Verify each finding against the current code and only fix it if needed.

Inline comments:
In
`@docs/en/solutions/Localising_Ingress_Latency_Is_It_the_External_Load_Balancer_or_the_Gateway_Pods.md`:
- Around line 48-76: The curl probes (kubectl run curl-lb and curl-bypass) only
use --connect-timeout which limits TCP connect but not the whole request, so the
probe can hang during TLS handshake or slow reads; update both curl invocations
in the curl-lb and curl-bypass command strings to add a total timeout flag like
--max-time 10 (or -m 10) alongside --connect-timeout 2 to ensure each curl call
cannot block indefinitely and the probe loops continue to iterate.

---

Nitpick comments:
In
`@docs/en/solutions/Localising_Ingress_Latency_Is_It_the_External_Load_Balancer_or_the_Gateway_Pods.md`:
- Around line 118-119: Update the contradictory cleanup wording in the paragraph
that currently contains the phrases “Leaving them running indefinitely is fine
operationally” and “the loop runs forever—delete the namespace when finished”:
rephrase to say leaving probe pods running is acceptable only for the duration
of your investigation and explicitly recommend deleting the namespace (or
stopping the probes) immediately after the investigation completes to avoid
ongoing load balancer costs.
- Around line 66-71: The HOST extraction can include an explicit port (e.g.
host:1234) which breaks the intended SNI/--resolve mapping; update the script so
after computing HOST you strip any ":port" suffix into a new variable (e.g.
HOST_NO_PORT) and use that when calling --resolve and when passing the SNI/Host
header, and add a short validation note that URL should be https://... or fail
early if scheme is not https; locate the HOST assignment and all occurrences of
--resolve "$HOST:443:$ip" (and any direct uses of HOST for TLS/SNI) and replace
them to use the port-stripped hostname variable instead.
- Around line 54-56: The curl examples use the -k/--insecure flag (see the "curl
-sk --noproxy \"*\" --connect-timeout 2 -w ..." snippet), which should be
explicitly marked as troubleshooting-only; add a concise one-line note adjacent
to both curl snippets advising to remove -k when the CA is trusted (or replace
with a proper --cacert/CA-config) and to only use -k for self-signed/untrusted
certs during troubleshooting so readers don’t normalize insecure TLS behavior.

🪄 Autofix (Beta)

Fix all unresolved CodeRabbit comments on this PR:

Push a commit to this branch (recommended)
Create a new PR with the fixes

ℹ️ Review info

⚙️ Run configuration

Configuration used: Organization UI

Review profile: CHILL

Plan: Pro

Run ID: 34ccbf8d-4243-4a53-9b5f-4fb610aae498

📥 Commits

Reviewing files that changed from the base of the PR and between c8b7b50 and 4d36b3b.

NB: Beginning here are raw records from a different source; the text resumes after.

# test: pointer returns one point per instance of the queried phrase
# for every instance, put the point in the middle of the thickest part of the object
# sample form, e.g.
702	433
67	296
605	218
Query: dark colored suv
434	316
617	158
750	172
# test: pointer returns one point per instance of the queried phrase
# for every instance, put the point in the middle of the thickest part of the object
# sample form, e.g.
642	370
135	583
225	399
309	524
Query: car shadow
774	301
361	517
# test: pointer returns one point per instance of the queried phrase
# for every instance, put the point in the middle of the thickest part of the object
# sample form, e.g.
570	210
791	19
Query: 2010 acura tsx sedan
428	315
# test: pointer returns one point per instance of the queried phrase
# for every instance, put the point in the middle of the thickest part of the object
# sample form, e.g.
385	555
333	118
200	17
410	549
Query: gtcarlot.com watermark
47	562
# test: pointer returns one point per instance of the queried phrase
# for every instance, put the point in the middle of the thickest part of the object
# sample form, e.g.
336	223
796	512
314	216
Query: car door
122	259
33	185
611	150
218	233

📒 Files selected for processing (1)

docs/en/solutions/Localising_Ingress_Latency_Is_It_the_External_Load_Balancer_or_the_Gateway_Pods.md

coderabbitai · 2026-05-02T10:26:52Z

+3. **Run the LB-fronted probe** — this is what your users see. It records per-request latency and HTTP response code:
+
+   ```bash
+   kubectl -n ingress-latency-probe run curl-lb --restart=Never \
+     --image=curlimages/curl:8.10.1 --command -- sh -ec '
+       while :; do
+         curl -sk --noproxy "*" --connect-timeout 2 \
+           -w "remote_ip=%{remote_ip} code=%{response_code} connect=%{time_connect} total=%{time_total}\n" \
+           -o /dev/null "'$URL'" || true
+         sleep 5
+       done'
+   ```
+
+4. **Run the bypass probe** — same URL, but resolve the hostname to each gateway IP in turn via `curl --resolve`. TLS SNI still matches the certificate because the Host header and SNI host stay the same.
+
+   ```bash
+   kubectl -n ingress-latency-probe run curl-bypass --restart=Never \
+     --image=curlimages/curl:8.10.1 --command -- sh -ec '
+       HOST=$(printf "%s" "'$URL'" | awk -F/ "{print \$3}")
+       while :; do
+         for ip in '"$(echo $GATEWAY_IPS | tr "\n" " ")"'; do
+           curl -sk --noproxy "*" --connect-timeout 2 \
+             --resolve "$HOST:443:$ip" \
+             -w "remote_ip=%{remote_ip} code=%{response_code} connect=%{time_connect} total=%{time_total}\n" \
+             -o /dev/null "'$URL'" || true
+         done
+         sleep 5
+       done'
+   ```


⚠️ Potential issue | 🟠 Major | ⚡ Quick win

--connect-timeout isn’t enough: add --max-time (or -m) to prevent curl hangs.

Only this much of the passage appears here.